Even the worst excesses of the drug war are justified, again and again, as vital, lest we "send the wrong message to our children." Perversely, however, the drug war and the black market that it creates not only puts the drugs and the drug trade within easy reach of our kids, but also creates a culture of prohibition that inundates their lives.
For the twelve kids from Pompano Beach, the drug trade is no abstraction. Two homes on their block stand boarded as ex- crack houses. One can be sure that a large number of the older teens in their neighborhood, and certainly those who drive nice cars and wear expensive jewelry--in other words, the obvious role models--are involved to one degree or another in "the business."
And the culture of prohibition does not stop at the outer edges of crack-infested neighborhoods. For it is from these communities, poor urban as well as suburban areas, that America's youth culture originates. Rap music that reinforces the "Us vs. Them" nature of relations with the police, the baggy pants and homemade tattoos apropos of prison life, and the cultivated fear that passes for respect on the streets have all found their way into the youth mainstream. The fact is that the music, clothes and language of America's youth all have their origins in the ghetto -- just ask any marketing executive for Nike or Sony Records -- and the experiences of the kids from those communities are dominated by prohibition and its attendant economies.
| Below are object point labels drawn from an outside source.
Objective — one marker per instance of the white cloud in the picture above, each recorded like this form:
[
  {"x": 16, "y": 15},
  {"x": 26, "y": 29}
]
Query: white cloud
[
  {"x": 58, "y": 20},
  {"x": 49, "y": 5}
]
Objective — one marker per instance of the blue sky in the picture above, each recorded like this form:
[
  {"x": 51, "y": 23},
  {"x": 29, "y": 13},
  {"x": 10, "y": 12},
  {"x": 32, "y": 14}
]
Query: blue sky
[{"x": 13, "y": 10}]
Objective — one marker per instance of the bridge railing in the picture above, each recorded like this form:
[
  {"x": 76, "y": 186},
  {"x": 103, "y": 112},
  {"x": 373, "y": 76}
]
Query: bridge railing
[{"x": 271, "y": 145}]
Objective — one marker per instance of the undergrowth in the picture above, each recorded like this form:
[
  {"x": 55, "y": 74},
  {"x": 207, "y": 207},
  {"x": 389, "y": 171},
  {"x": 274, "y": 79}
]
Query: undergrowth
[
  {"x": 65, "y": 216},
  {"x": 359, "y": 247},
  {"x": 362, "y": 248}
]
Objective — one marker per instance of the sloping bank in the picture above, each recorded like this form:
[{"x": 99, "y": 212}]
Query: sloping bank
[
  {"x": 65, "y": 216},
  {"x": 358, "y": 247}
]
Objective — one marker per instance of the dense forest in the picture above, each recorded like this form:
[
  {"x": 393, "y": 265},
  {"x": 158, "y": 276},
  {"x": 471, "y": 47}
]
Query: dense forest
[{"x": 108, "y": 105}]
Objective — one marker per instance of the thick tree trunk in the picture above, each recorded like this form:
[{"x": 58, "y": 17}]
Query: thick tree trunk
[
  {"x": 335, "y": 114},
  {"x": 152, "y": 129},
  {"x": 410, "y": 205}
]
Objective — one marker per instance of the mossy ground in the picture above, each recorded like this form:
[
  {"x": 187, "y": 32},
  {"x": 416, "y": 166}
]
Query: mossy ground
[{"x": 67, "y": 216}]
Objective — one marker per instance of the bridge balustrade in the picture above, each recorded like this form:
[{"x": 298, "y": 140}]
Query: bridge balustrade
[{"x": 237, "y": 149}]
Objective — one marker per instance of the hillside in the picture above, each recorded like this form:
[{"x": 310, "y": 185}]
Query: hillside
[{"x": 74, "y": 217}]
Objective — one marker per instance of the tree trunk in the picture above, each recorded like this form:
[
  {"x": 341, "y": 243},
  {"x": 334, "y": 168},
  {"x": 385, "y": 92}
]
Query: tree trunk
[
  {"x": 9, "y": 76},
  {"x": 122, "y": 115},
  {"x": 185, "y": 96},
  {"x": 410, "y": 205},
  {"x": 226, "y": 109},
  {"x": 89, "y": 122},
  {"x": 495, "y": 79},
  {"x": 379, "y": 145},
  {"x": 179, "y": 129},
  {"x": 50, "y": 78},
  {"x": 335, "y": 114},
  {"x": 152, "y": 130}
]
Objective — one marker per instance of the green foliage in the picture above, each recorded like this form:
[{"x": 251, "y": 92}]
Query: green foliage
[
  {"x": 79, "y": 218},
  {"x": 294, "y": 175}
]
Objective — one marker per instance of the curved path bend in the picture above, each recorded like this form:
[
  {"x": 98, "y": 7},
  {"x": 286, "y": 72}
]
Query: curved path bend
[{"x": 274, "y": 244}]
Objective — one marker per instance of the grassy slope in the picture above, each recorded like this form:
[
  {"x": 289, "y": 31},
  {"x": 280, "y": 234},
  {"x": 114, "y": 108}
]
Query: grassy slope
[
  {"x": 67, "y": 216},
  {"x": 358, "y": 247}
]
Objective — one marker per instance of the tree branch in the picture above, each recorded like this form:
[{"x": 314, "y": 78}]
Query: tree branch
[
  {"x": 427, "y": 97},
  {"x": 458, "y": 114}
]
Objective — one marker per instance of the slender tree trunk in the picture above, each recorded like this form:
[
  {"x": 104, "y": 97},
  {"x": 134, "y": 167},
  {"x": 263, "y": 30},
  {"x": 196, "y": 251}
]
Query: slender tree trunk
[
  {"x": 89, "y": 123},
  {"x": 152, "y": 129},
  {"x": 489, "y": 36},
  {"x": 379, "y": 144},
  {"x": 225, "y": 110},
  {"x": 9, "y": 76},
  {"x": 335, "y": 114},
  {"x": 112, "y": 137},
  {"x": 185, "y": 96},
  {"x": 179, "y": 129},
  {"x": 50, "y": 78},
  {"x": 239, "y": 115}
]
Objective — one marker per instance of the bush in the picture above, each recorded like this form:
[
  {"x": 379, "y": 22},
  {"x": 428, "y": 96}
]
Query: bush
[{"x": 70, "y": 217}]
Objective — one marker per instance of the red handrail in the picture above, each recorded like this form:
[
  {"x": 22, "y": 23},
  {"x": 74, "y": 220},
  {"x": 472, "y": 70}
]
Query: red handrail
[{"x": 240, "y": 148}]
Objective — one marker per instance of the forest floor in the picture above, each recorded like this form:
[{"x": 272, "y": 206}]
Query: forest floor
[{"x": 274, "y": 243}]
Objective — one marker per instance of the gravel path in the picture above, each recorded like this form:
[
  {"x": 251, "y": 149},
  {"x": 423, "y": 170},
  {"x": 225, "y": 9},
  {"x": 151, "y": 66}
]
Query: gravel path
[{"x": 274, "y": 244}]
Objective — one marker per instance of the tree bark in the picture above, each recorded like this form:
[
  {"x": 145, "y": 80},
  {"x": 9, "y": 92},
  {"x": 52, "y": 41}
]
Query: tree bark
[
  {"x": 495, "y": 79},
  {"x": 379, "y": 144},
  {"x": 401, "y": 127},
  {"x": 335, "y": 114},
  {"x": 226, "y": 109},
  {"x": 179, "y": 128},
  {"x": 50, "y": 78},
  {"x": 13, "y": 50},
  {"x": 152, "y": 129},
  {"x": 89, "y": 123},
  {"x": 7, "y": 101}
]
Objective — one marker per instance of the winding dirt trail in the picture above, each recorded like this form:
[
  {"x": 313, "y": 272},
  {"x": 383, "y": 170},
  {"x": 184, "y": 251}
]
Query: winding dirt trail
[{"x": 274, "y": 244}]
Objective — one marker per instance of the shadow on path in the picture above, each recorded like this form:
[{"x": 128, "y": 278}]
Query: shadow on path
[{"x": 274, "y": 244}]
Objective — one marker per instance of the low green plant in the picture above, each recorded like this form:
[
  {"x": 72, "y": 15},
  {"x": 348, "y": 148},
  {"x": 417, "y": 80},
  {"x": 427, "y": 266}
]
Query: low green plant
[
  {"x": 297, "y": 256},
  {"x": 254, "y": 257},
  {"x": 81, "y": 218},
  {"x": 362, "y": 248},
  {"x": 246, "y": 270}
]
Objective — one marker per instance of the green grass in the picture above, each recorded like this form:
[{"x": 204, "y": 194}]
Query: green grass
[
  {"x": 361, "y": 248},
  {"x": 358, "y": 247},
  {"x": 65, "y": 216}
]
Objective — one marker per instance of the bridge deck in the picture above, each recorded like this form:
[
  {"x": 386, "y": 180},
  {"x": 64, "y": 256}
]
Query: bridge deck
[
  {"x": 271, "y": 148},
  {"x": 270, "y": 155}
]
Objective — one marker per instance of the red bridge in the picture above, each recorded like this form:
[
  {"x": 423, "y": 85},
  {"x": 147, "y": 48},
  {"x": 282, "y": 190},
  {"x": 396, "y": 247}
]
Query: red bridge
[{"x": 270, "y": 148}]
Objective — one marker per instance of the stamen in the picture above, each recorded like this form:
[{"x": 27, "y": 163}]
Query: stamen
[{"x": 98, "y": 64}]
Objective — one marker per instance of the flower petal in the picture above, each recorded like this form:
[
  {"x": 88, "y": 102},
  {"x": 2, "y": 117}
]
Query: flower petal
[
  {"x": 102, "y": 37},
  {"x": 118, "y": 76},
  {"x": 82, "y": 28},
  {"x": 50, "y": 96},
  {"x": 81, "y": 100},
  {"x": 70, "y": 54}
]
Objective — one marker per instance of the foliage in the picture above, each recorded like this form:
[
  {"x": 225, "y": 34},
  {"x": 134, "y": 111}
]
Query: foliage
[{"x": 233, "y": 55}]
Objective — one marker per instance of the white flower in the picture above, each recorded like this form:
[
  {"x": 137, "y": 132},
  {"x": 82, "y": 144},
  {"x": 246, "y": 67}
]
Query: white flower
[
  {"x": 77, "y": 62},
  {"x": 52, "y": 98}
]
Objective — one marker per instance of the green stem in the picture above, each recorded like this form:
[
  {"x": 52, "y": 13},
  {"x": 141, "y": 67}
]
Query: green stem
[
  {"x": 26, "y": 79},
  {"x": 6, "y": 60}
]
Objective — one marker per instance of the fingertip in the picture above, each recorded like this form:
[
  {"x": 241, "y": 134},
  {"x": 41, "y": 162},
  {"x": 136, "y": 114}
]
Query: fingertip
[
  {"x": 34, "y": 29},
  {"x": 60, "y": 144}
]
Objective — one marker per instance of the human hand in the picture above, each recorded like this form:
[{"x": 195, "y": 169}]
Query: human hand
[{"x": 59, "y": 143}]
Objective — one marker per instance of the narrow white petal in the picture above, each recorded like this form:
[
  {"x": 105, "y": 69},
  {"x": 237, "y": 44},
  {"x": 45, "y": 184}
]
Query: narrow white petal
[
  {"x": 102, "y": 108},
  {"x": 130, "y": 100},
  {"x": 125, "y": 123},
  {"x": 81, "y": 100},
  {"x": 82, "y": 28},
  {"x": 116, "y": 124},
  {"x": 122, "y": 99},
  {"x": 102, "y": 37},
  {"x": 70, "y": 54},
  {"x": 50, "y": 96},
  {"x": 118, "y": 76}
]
Children, all children, internalize what they see around them. This might come as a surprise to politicians who think that kids take their cues from whether or not the President inhaled or how many mandatory minimum sentencing bills are passed, but it's true. Prohibition creates markets, which create entrepreneurs, who accumulate wealth, and they do so in open defiance of both the laws of the land and those whom we pay to enforce them. And despite the best intentions of those who want nothing more than to save the children by making prohibition work, the kids, large numbers of them anyway, will always be more heavily influenced by the actions and lifestyles of their direct elders--their siblings and cousins and neighbors -- than they will be by the admonitions of well-meaning adults.
Today, in Pompano Beach, Florida, and doubtless in communities across the nation, kids between the ages of four and eleven are playing "dope dealer." They are, as kids will do, absorbing the culture that they are exposed to. They are, it is safe to assume, not unlike their grandparents or great-grandparents, who probably played at being Al Capone or one of the other Prohibition-era gangsters. What is surprising is that we as a society insist upon fueling this destructive culture in the face of overwhelming evidence that prohibition is doomed to fail.
Our leaders tell us over and over again that they are sending a message to our children, and they are right. But the message is one of lawlessness and conflict and the normalization of violence. It is a message that is reinforced every time that we reaffirm our commitment to prosecuting a failed drug war. It is the message of the culture of prohibition, and it has come through loud and clear. Just ask the Pompano Beach twelve.